The full pose-graph SLAM experience: a robot drives a loop, odometry drifts, and the estimated trajectory warps away from the true path. Add loop closures and run the optimizer, and watch the whole trajectory pull back into a consistent map. Crank the odometry drift and see how much a single loop closure can rescue.

Drifted trajectory → optimized map

Teal = true loop, orange = drifted estimate from odometry. Press optimize to add a loop closure and re-solve the factor graph — the orange estimate snaps toward the truth. Increase the drift and watch how badly raw odometry warps, and how well the optimization recovers it.

odometry drift0.50

Notice the optimization doesn’t just fix the endpoint — it redistributes the correction along the whole loop, so the entire estimated path bends back toward the truth. That global consistency, from a sparse least-squares solve over the whole trajectory, is the modern SLAM back-end in a nutshell. The front-end (odometry, place recognition) feeds factors in; the factor-graph back-end keeps the map globally consistent.

Chapter 8: Incremental Solving & Tools

Re-optimizing the entire graph from scratch every time a new measurement arrives would be wasteful — most of the solution barely changes. Incremental smoothing (iSAM, iSAM2) updates the solution efficiently as new factors stream in, re-solving only the parts of the graph that are actually affected, using a clever data structure (the Bayes tree) to track dependencies. This gives near-real-time smoothing — the accuracy of full optimization at close to filtering speed — which is why modern SLAM systems can smooth, not just filter, online.

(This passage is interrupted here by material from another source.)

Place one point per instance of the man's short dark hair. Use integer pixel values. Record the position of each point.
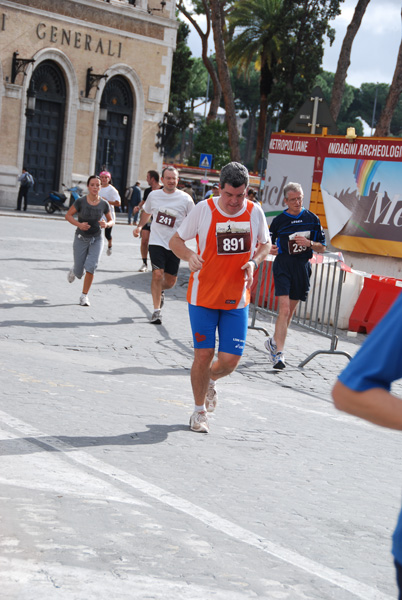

In practice you don’t write the solver yourself; you use a library. GTSAM (factor graphs and iSAM), g2o (general graph optimization), and Ceres (Google’s nonlinear least-squares) are the workhorses — you define your variables and factors, and they handle the sparse linear algebra and iteration. And the broad lesson generalizes far beyond robotics: any problem that’s a sum of local error terms over shared variables — calibration, sensor fusion, structure-from-motion, even some learning problems — is a factor graph, and can be solved by this same sparse nonlinear-least-squares machinery. Filtering gives you the present cheaply; smoothing gives you the whole consistent history, and factor graphs are how.

Filtering vs smoothing accuracy over a loop

Estimation error along a looping trajectory. The filter (orange) drifts and stays drifted — it can’t fix the past. The smoother (teal) drifts too, until the loop closes, then snaps the whole path back to low error. Drag through the trajectory.

progress around loop0.50

What does incremental smoothing (iSAM) provide?

A way to avoid measurements Efficient online updates as new factors arrive — re-solving only the affected part — giving full-smoothing accuracy near real time A replacement for the factor graph

Chapter 9: Cheat Sheet & Connections

filtering → smoothing

keep the whole trajectory + map, not just the latest state

↓ model as a factor graph

variables + factors

poses/landmarks (unknowns) + measurement constraints (errors)

↓ minimize Σ squared weighted residuals (MAP)

nonlinear least squares

Gauss-Newton / LM; sparse → fast; loop closures correct the whole path

↓ online

iSAM + tools (GTSAM/g2o/Ceres)

incremental smoothing near real time; bundle adjustment for vision

Concept	What it is
Factor graph	variables (unknowns) + factors (measurement error terms)
Cost	Σ of squared, uncertainty-weighted residuals = MAP estimate
Solver	Gauss-Newton / LM, exploiting sparsity
Loop closure	one factor → re-optimize → drift corrected across the whole path
Bundle adjustment	cameras + 3-D points, minimize reprojection error
iSAM	incremental smoothing for online, near-real-time use

Keep exploring

→ Modern SLAM — where factor-graph back-ends live
→ Classical SLAM — the filtering-based predecessor
→ Kalman Filter / Particle Filter — the filtering alternatives
→ Multi-View Geometry — the geometry behind bundle adjustment

“What I cannot create, I do not understand.” You just rebuilt the modern SLAM back-end: model the whole trajectory and map as a factor graph of variables and measurement-error factors, minimize the sum of squared residuals by sparse nonlinear least squares, and let a single loop-closure factor re-optimize the entire past into consistency. Smoothing, not filtering — keep everything, and solve it all at once.